Financial experts said that despite the good performance of the IPO, investors should still proceed with caution. In recent months, U.S. stocks have been turbulent, and not every newly listed company can continue to rise after an IPO.
Anjali Jariwala, founder of Fit Advisors, said: “People should be cautious about IPOs because they are often overvalued before going public. Just like any investment, you should be careful not to be swallowed up by media fanaticism.”
An IPO is a way for private companies to raise funds by selling shares to the public.
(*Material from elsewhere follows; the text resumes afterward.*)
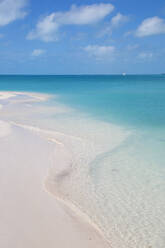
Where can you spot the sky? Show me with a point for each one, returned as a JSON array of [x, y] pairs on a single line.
[[82, 37]]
Before issuing new shares, the investment bank, which is usually underwritten by the IPO, sells the shares.
Usually, those pre-IPO stocks are reserved for experienced investors or institutions to conduct such transactions, and these buyers may need to keep the stocks for a certain period of time (usually six months) before they can be sold.
Retail investors usually have to wait to start trading through markets such as the New York Stock Exchange or Nasdaq, which means that retail investors have already received less income than early investors.
If there is a demand for newly listed companies in the market, the stock price will rise suddenly after the market opens. This happened to Beyond Meat, an artificial meat producer, whose share price soared by more than 163% in the highly anticipated first day of IPO transactions in 2019.
On the other hand, if demand is insufficient or the market believes that the company’s valuation is too high, the stock price may fall. Ride-hailing giant Uber plunged more than 7% on the first day of its IPO last year.
If a stock falls on or after the first day of IPO, this does not mean that it will not rise again. Investors may need to wait patiently.
For example, Facebook, which currently has a stock price of more than US$275, went public at a price of US$38 in May 2012, but fell below US$18 in September of that year. It took another year for the stock price to return to its original issue price.